La llegada de Enrique Peña Nieto ha precipitado, entre otras cosas, una gran ola de optimismo en México.
Esta sensación optimista fue el tema de un artículo reciente del Miami Herald, que empezó con la siguiente frase: “A menos de dos menos en el poder, Enrique Peña Nieto ha impulsado vigorosamente una agenda reformista, ha desviado el enfoque en los problemas de inseguridad, y ha traído una dosis de alegría y prestigio a la presidencia mexicana.
El mismo fenómeno se notó en una encuesta publicada hace unas semanas en Excélsior: 55 por ciento de los encuestados creen a Peña Nieto cuando dice que este año será el momento de reformas importantes, 64 afirman que es el momento de creer en México, y 70 por ciento expresan apoyo para el flamante presidente.

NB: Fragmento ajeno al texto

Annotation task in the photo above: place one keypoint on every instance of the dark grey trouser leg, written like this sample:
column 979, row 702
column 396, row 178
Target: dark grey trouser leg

Los oráculos de los mercados internacionales comparten el sentimiento. Léase, por ejemplo, Ian Bremmer, cuyo Eurasia Group etiquetó a Peña Nieto “uno de los únicos líderes en los mercados emergentes dispuesto y capaz de avanzar reformas estructurales.” (El mismo reporte le describió al nuevo mandatario como la “historia más emocionante” de América Latina hoy en día, cosa que, de ser cierto, implica una región aburridísima. Gracias a Dios, se equivocan los de Eurasia Group.)
Este cambio de opinión hacía falta; la actitud popular en México hacia el gobierno durante los últimos años ha sido negativa y de pocas expectativas. En tal entorno, es difícil, si no imposible, construir un consenso político. No solamente imposibilita reformas profundas; también genera un ambiente que premia la obstrucción. Más aún, simplemente se siente feo.
Como indica lo anterior, el optimismo actual refleja la ambición y los resultados de la administración de Peña Nieto. No ha tenido chance de aprobar legislación importante, pero inició su administración con maniobras políticas –el Pacto por México, la desaparición de la SSP, la reforma educativa propuesta, etcétera– que no son logros duraderos, pero sí se parecen a progreso real. Más aún cuando se compara con los finales del calderonismo, cuando el presidente no era capaz de sacar adelante reformas importantes, y se limitaba a jugadas que no requerían la cooperación de otras fuerzas políticas (entre otros ejemplos, el combate contra el crimen organizado, la liquidación de Luz y Fuerza del Centro).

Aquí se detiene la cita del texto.